Add CodeArtifact Package Origin Controls

[blakepettersson]

Community Note

• Please vote on this issue by adding a 👍 reaction to the original issue to help the community and maintainers prioritize this request
• Please do not leave "+1" or other comments that do not add relevant new information or questions, they generate extra noise for issue followers and do not help prioritize the request
• If you are interested in working on this issue or have submitted a pull request, please leave a comment

Description

In July Package Origin Controls was introduced in CodeArtifact in order to protect against "dependency confusion" attacks.

I couldn't find any resources related to this feature in the AWS Provider which is why I'm submitting this feature request here.

New or Affected Resource(s)

• aws_codeartifact_package_origin_configuration ?

Potential Terraform Configuration

resource "aws_codeartifact_package_origin_configuration" "my-package" {
  domain     = aws_codeartifact_domain.npm.domain
  repository = aws_codeartifact_repository.test.repository
  format     = "npm"
  package    = "my-package"
  restrictions {
    publish = "ALLOW" # or "BLOCK"
    upstream = "BLOCK" # or "ALLOW"
  }
}

References

• Package Origin Controls
• Package Origin Control Toolkit

[bschaatsbergen]

API docs: https://docs.aws.amazon.com/codeartifact/latest/APIReference/API_PutPackageOriginConfiguration.html

[github-actions[bot]]

Marking this issue as stale due to inactivity. This helps our maintainers find and focus on the active issues. If this issue receives no comments in the next 30 days it will automatically be closed. Maintainers can also remove the stale label.

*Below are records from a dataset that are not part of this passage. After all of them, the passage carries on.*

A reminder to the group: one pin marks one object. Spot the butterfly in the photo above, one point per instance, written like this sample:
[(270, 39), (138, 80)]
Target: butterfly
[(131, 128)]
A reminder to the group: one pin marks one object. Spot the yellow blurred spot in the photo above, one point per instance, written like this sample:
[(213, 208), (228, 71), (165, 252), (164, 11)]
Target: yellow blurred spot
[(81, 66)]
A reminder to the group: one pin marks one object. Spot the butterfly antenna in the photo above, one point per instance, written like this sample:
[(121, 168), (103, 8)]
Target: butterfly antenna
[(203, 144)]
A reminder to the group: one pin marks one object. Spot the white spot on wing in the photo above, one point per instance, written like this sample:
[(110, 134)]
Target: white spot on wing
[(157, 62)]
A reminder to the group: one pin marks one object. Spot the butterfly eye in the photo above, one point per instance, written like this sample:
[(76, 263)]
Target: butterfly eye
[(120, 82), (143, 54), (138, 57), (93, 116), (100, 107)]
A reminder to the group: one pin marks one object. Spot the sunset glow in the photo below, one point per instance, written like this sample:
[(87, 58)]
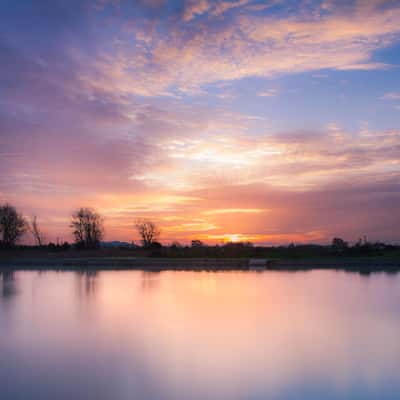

If this issue was automatically closed and you feel this issue should be reopened, we encourage creating a new issue linking back to this one for added context. Thank you!

[seanturner026]

Guess I'll post here once but I don't think it makes sense to close an issue for an un-implemented feature just because there's no movement?

[justinretzolk]

Hey @seanturner026 👋 I hear you, and our stale workflow is something that I plan on revisiting soon to touch it up a bit. For what it's worth, since you (or any non-maintainer) commented, it'll be another two years before the stale bot in its current implementation returns.